Stability of dark solitons in a bubble Bose-Einstein condensate

TL;DR

This paper establishes stability criteria for dark solitons on spherical Bose-Einstein condensates, revealing a universal decay mechanism into vortex pairs beyond a critical nonlinear parameter.

Contribution

It analytically and numerically identifies the instability threshold and decay mechanism of dark solitons on curved surfaces, specifically on spherical BECs.

Findings

Dark solitons decay into vortex pairs beyond a critical nonlinear parameter.

Decay is governed by a single unstable mode for each angular momentum m ≥ 2.

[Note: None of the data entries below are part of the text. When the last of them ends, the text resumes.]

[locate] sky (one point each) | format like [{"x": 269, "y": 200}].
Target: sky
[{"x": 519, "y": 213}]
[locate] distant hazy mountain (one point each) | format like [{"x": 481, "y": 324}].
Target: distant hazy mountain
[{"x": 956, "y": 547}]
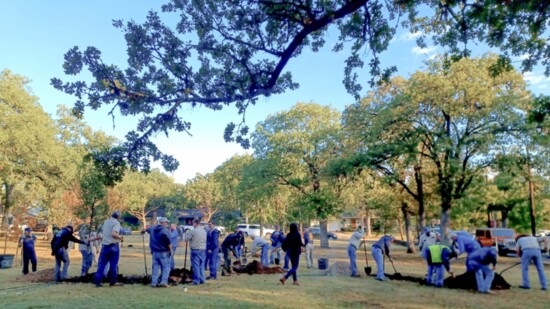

The decay mechanism differs from 3D vortex ring formation, resulting in vortex pairs.

Abstract

The stability of nonlinear waves on curved surfaces is a problem of widespread interest across physics. Here, we establish the stability criteria for dark solitons on a spherical Bose-Einstein condensate. We demonstrate a sharp instability threshold in the nonlinear parameter, beyond which solitons decay into vortex dipoles via snake instabilities. Analytically and numerically, we prove this decay is dictated by a single unstable mode for each angular momentum $m \geq 2$, which is a universal mechanism that controls the resulting vortex state. Unlike in the full three-dimensional case, where snake instabilities lead to vortex rings, a dark soliton confined to the surface of a bubble can only decay into vortex pairs.